Here is an example of a program that calculates the sum of numbers from 1 to n translated from C++ to .wat and .wasm files using WasmExplorer
int Sum(int n){
int s = 0;
for(int i = 1; i<=n;i++){
s += i;
}
return s;
}
wasm-function[0]:
sub rsp, 8 ; 0x000000 48 83 ec 08
cmp edi, 1 ; 0x000004 83 ff 01
jl 0x2d ; 0x000007 0f 8c 20 00 00 00
0x00000d:
mov eax, edi ; 0x00000d 8b c7
add eax, -1 ; 0x00000f 83 c0 ff
mov eax, eax ; 0x000012 8b c0
mov ecx, edi ; 0x000014 8b cf
add ecx, -2 ; 0x000016 83 c1 fe
mov ecx, ecx ; 0x000019 8b c9
imul rax, rcx ; 0x00001b 48 0f af c1
shr rax, 1 ; 0x00001f 48 d1 e8
mov ecx, eax ; 0x000022 8b c8
lea eax, dword ptr [rcx + rdi*2 - 1] ; 0x000024 8d 44 79 ff
jmp 0x2f ; 0x000028 e9 02 00 00 00
0x00002d:
xor eax, eax ; 0x00002d 33 c0
0x00002f: ; 0x00002f from: [0x000028]
nop ; 0x00002f 66 90
add rsp, 8 ; 0x000031 48 83 c4 08
ret ; 0x000035 c3
(module
(table 0 anyfunc)
(memory $0 1)
(export "memory" (memory $0))
(export "_Z3Sumi" (func $_Z3Sumi))
(func $_Z3Sumi (; 0 ;) (param $0 i32) (result i32)
(block $label$0
(br_if $label$0
(i32.lt_s
(get_local $0)
(i32.const 1)
)
)
(return
(i32.add
(i32.add
(i32.shl
(get_local $0)
(i32.const 1)
)
(i32.wrap/i64
(i64.shr_u
(i64.mul
(i64.extend_u/i32
(i32.add
(get_local $0)
(i32.const -1)
)
)
(i64.extend_u/i32
(i32.add
(get_local $0)
(i32.const -2)
)
)
)
(i64.const 1)
)
)
)
(i32.const -1)
)
)
)
(i32.const 0)
)
)
Writing WebAssembly directly with the .wat file
As mentioned above, WebAssembly has a text format: .wat; you can write your code in .wat files and use the same tools to convert it to .wasm files.
Loading and running WebAssembly code
JS language provides some method to load the .wasm module.

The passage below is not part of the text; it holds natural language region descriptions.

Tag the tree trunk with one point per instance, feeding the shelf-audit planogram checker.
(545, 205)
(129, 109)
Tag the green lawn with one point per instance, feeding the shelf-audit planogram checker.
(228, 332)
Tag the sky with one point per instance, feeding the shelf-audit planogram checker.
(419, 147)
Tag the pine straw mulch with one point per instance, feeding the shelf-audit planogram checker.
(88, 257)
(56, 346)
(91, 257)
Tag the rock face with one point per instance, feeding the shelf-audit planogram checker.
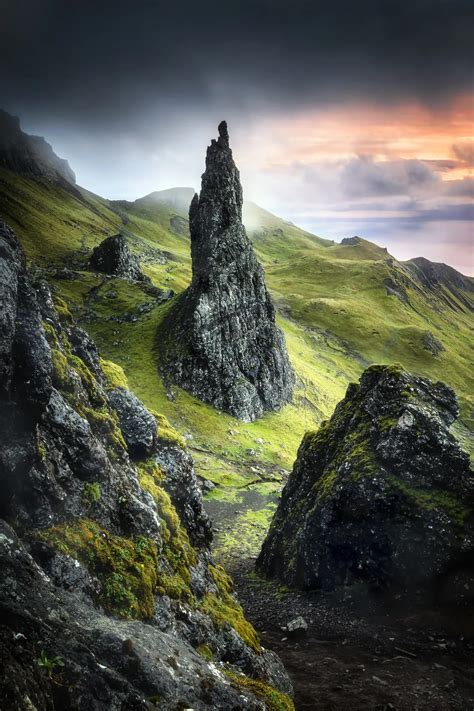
(30, 155)
(109, 596)
(220, 341)
(112, 256)
(381, 494)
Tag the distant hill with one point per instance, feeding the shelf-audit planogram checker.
(30, 155)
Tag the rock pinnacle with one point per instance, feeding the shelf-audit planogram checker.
(219, 341)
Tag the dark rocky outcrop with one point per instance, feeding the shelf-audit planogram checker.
(112, 256)
(137, 424)
(382, 494)
(456, 290)
(219, 340)
(30, 155)
(109, 597)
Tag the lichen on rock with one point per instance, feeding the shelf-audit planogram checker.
(381, 494)
(219, 339)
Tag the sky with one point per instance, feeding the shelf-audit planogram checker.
(347, 118)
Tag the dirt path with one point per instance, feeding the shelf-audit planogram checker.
(361, 654)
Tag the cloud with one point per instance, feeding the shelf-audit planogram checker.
(115, 62)
(465, 152)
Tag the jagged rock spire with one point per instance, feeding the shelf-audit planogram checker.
(220, 340)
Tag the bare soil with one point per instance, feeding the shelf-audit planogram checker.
(362, 652)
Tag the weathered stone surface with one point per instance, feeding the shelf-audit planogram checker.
(109, 597)
(381, 494)
(137, 424)
(219, 340)
(112, 256)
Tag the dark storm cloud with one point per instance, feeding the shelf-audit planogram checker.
(363, 177)
(104, 61)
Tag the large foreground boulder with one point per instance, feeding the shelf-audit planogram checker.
(219, 340)
(381, 494)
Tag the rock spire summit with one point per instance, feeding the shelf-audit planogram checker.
(220, 341)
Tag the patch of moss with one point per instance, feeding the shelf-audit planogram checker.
(432, 499)
(174, 578)
(224, 610)
(274, 700)
(50, 334)
(114, 374)
(61, 375)
(125, 567)
(62, 309)
(106, 423)
(88, 379)
(166, 433)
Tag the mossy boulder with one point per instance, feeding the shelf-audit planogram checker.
(381, 494)
(112, 256)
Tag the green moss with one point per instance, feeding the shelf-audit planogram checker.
(62, 379)
(174, 577)
(432, 499)
(205, 652)
(166, 434)
(50, 334)
(92, 492)
(274, 700)
(224, 610)
(88, 379)
(114, 375)
(125, 567)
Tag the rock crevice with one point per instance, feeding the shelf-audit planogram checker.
(382, 494)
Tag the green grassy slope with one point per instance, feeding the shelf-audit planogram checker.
(334, 306)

Two main methods to load them are using the WebAssembly built-in object, which acts as namespace for all WebAssembly-related functionality [4] or using XMLHttpRequest, which makes up an important feature of WebAssembly: portable, which means you can embed .wasm code anywhere in your web project without breaking your web architecture or logic flow.
Conclusion
Although still a fairly new technology, WebAssembly is increasingly popular because of its performance advantage for WebApp over the Javascript programming language. That opens up many opportunities to develop web platforms with high speed and adapt to many languages and external plugins. In the near future, Web Assembly may become a must-learn language for developers who want to be a success in web application development.
References
[1] WebAssembly official website, webassembly.org, accessed April 12th, 2022.
[2] How fast and efficient is wasm, adservio.fr, accessed April 12th, 2022.
[3] WebAssembly home page, developer.mozilla.org, accessed April 12th, 2022.